Unlocking Unique Potential

As I reflect on the administrative work I do at Trinity, I realize how clear and potent the mission statement of my school actually is.  Yes, many statements of mission/vision sound similar (especially at independent schools) and from the outside, one may think that the Trinity School Mission Statement is like many others. However, I work on a team with members who actively screen each decision they make with the School’s statement of purpose. It’s an incredible model for me and for all of the members of our community.

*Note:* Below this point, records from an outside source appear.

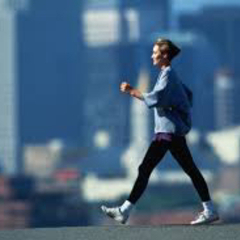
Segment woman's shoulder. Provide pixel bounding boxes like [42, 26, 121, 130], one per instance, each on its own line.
[159, 66, 172, 81]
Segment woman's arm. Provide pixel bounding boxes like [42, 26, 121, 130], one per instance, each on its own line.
[120, 82, 144, 100]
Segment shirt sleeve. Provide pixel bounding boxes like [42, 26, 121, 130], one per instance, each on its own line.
[142, 72, 169, 108]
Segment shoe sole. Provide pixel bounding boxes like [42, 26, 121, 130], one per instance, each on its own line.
[191, 216, 220, 225]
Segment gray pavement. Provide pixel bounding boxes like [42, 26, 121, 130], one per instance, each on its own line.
[0, 224, 240, 240]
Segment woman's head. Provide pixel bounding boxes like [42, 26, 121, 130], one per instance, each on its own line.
[151, 38, 181, 67]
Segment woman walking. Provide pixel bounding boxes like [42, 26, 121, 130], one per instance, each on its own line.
[101, 38, 219, 225]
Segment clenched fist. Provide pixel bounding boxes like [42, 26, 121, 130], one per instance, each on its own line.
[120, 82, 132, 93]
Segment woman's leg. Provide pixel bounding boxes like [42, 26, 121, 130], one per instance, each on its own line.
[128, 139, 170, 204]
[169, 136, 211, 202]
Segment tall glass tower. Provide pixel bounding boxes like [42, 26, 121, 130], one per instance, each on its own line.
[0, 0, 20, 174]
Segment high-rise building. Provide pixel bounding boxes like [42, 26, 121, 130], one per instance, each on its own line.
[17, 0, 84, 144]
[0, 0, 85, 174]
[179, 6, 240, 75]
[138, 0, 170, 40]
[0, 0, 20, 174]
[214, 69, 235, 129]
[178, 6, 240, 128]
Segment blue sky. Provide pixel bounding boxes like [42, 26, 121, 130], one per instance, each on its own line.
[172, 0, 240, 12]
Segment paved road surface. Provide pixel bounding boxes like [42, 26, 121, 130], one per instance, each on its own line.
[0, 224, 239, 240]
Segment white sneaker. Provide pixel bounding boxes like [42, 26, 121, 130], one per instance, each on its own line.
[190, 211, 219, 225]
[101, 205, 129, 224]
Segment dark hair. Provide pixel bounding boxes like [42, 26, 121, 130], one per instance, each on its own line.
[154, 38, 181, 60]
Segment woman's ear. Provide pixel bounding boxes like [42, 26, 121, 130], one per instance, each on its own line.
[163, 53, 168, 59]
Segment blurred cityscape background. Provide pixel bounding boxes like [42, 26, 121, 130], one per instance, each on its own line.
[0, 0, 240, 229]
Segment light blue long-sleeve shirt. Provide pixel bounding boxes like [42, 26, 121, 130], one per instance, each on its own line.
[142, 66, 192, 135]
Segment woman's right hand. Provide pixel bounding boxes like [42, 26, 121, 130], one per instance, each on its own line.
[120, 82, 132, 93]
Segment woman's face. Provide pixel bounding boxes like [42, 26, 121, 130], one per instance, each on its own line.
[151, 45, 162, 66]
[151, 44, 168, 67]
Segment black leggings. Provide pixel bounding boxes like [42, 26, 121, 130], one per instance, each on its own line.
[128, 136, 211, 204]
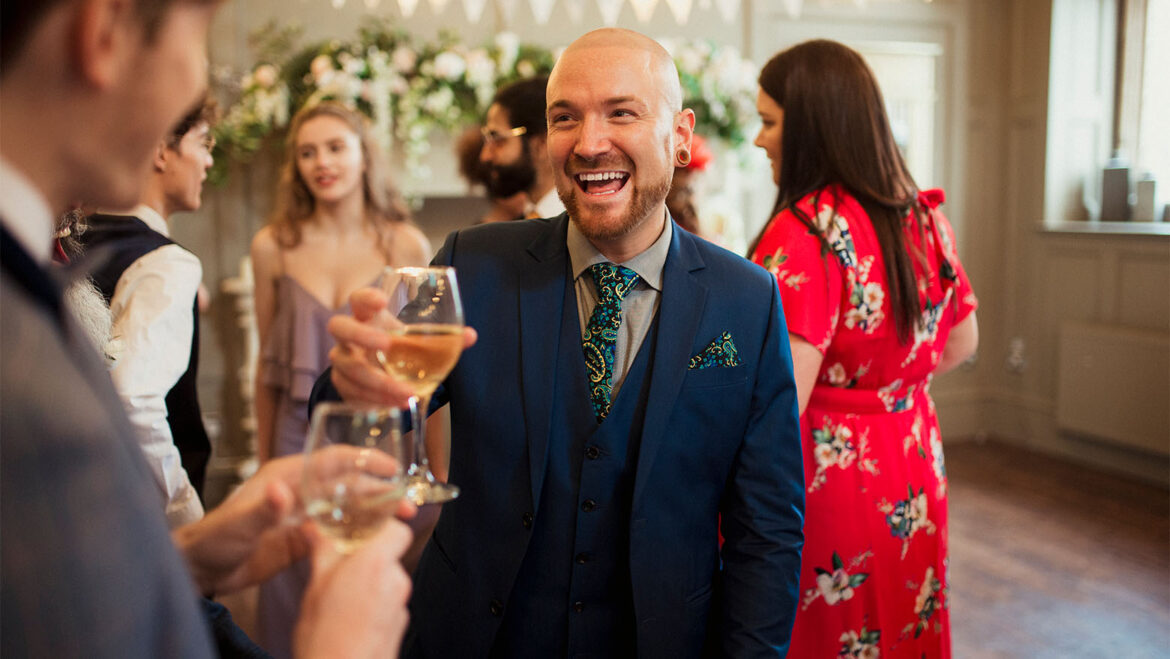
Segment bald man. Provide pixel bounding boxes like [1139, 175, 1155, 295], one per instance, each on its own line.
[323, 28, 805, 657]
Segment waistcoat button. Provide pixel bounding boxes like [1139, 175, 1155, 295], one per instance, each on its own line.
[521, 512, 534, 529]
[581, 499, 597, 512]
[489, 599, 504, 616]
[585, 445, 601, 460]
[573, 601, 585, 613]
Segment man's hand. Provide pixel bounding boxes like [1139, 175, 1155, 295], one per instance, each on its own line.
[293, 520, 414, 659]
[173, 453, 414, 596]
[327, 287, 477, 406]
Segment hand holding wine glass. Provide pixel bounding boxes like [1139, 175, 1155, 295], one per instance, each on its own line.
[302, 402, 410, 554]
[375, 266, 465, 504]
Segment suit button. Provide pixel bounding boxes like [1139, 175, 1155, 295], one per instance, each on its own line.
[581, 499, 597, 512]
[575, 552, 590, 565]
[521, 512, 534, 529]
[573, 601, 585, 613]
[585, 445, 601, 460]
[489, 599, 503, 616]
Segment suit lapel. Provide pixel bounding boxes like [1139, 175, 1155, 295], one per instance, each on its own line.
[632, 226, 707, 507]
[519, 215, 571, 508]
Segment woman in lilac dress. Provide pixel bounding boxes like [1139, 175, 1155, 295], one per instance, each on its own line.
[250, 101, 431, 658]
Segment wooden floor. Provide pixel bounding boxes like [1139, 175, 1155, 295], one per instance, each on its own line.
[218, 440, 1170, 657]
[946, 440, 1170, 658]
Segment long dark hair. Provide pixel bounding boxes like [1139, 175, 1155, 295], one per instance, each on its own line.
[749, 39, 926, 344]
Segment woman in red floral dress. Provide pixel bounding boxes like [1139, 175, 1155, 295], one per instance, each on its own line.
[748, 40, 979, 658]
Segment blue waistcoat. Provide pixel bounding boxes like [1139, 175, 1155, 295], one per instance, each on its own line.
[491, 271, 657, 659]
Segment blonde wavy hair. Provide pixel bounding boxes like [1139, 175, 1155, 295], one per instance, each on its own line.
[269, 101, 410, 253]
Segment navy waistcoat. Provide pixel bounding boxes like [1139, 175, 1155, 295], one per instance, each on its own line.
[79, 214, 210, 496]
[491, 271, 657, 659]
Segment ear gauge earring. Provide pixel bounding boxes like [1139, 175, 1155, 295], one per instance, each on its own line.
[676, 149, 691, 167]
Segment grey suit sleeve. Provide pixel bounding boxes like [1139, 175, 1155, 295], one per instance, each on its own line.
[718, 279, 805, 657]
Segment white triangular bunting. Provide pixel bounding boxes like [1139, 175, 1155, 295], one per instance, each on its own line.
[529, 0, 556, 23]
[698, 0, 712, 9]
[364, 0, 380, 8]
[332, 0, 347, 8]
[629, 0, 657, 22]
[461, 0, 488, 21]
[781, 0, 802, 18]
[428, 0, 451, 14]
[715, 0, 737, 23]
[597, 0, 624, 25]
[396, 0, 419, 16]
[664, 0, 692, 24]
[497, 0, 520, 25]
[564, 0, 586, 22]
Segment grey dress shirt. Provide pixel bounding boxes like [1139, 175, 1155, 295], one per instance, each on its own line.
[567, 214, 672, 398]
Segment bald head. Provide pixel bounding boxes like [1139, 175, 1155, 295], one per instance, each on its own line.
[552, 28, 683, 112]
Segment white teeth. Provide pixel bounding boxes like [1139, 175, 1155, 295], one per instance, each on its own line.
[577, 171, 625, 182]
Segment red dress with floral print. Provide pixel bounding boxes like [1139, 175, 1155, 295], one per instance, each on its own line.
[751, 185, 977, 658]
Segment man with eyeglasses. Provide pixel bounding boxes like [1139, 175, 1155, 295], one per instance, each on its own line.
[77, 97, 219, 528]
[481, 76, 564, 219]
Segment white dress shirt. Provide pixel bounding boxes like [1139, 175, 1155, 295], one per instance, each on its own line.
[105, 205, 205, 527]
[533, 187, 566, 219]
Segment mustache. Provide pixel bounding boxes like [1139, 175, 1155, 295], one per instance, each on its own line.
[566, 153, 632, 173]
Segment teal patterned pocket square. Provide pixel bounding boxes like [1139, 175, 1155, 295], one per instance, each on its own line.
[688, 332, 741, 370]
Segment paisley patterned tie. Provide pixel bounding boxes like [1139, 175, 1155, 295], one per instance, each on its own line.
[582, 263, 641, 422]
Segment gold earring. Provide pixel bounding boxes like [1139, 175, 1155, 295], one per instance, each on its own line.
[676, 149, 691, 167]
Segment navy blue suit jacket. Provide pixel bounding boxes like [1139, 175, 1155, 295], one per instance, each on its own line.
[395, 215, 805, 658]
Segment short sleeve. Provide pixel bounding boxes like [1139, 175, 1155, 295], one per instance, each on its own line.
[751, 210, 842, 354]
[933, 210, 978, 324]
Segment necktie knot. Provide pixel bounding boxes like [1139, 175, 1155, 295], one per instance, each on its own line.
[589, 263, 640, 304]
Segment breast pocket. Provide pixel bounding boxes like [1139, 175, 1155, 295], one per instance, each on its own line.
[682, 364, 749, 390]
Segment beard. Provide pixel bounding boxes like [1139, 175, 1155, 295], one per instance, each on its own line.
[559, 153, 672, 244]
[486, 146, 537, 199]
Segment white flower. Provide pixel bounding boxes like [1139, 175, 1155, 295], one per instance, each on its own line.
[863, 282, 885, 310]
[827, 363, 848, 386]
[495, 32, 520, 70]
[844, 307, 866, 329]
[422, 86, 455, 114]
[432, 51, 466, 81]
[253, 63, 278, 88]
[816, 568, 854, 605]
[310, 54, 335, 83]
[465, 49, 495, 87]
[679, 47, 704, 74]
[860, 645, 879, 659]
[814, 443, 835, 468]
[391, 46, 417, 73]
[516, 59, 536, 78]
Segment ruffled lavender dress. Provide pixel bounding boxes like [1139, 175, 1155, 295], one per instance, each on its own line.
[256, 275, 348, 659]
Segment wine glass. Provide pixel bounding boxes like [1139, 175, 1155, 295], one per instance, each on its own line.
[375, 266, 464, 504]
[302, 402, 408, 554]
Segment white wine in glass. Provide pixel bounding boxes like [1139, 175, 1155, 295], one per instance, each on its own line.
[302, 402, 408, 554]
[376, 266, 464, 504]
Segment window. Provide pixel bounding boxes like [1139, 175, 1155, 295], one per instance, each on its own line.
[1045, 0, 1169, 227]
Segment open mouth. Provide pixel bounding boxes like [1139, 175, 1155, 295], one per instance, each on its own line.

As I formulate my goals for the 2011-12 school year, I am reminded how two major initiatives of which I am a part (World Languages and the Personal Learning Portfolio) require that our statement of mission is clear, potent, and alive. In fact, my Head of School often states that he is driven, inspired, and obsessed with Trinity’s Mission Statement. As I think of the work I do, the following twelve words especially resonate:

unique potential

responsible, productive, and compassionate member of the expanding global community

Trinity’s Mission Statement (in full) is below:

“The Mission of Trinity School is to create a community of learners in which each child can acquire the knowledge, skills, and attitudes to achieve his or her unique potential and become a responsible, productive, and compassionate member of the expanding global community.”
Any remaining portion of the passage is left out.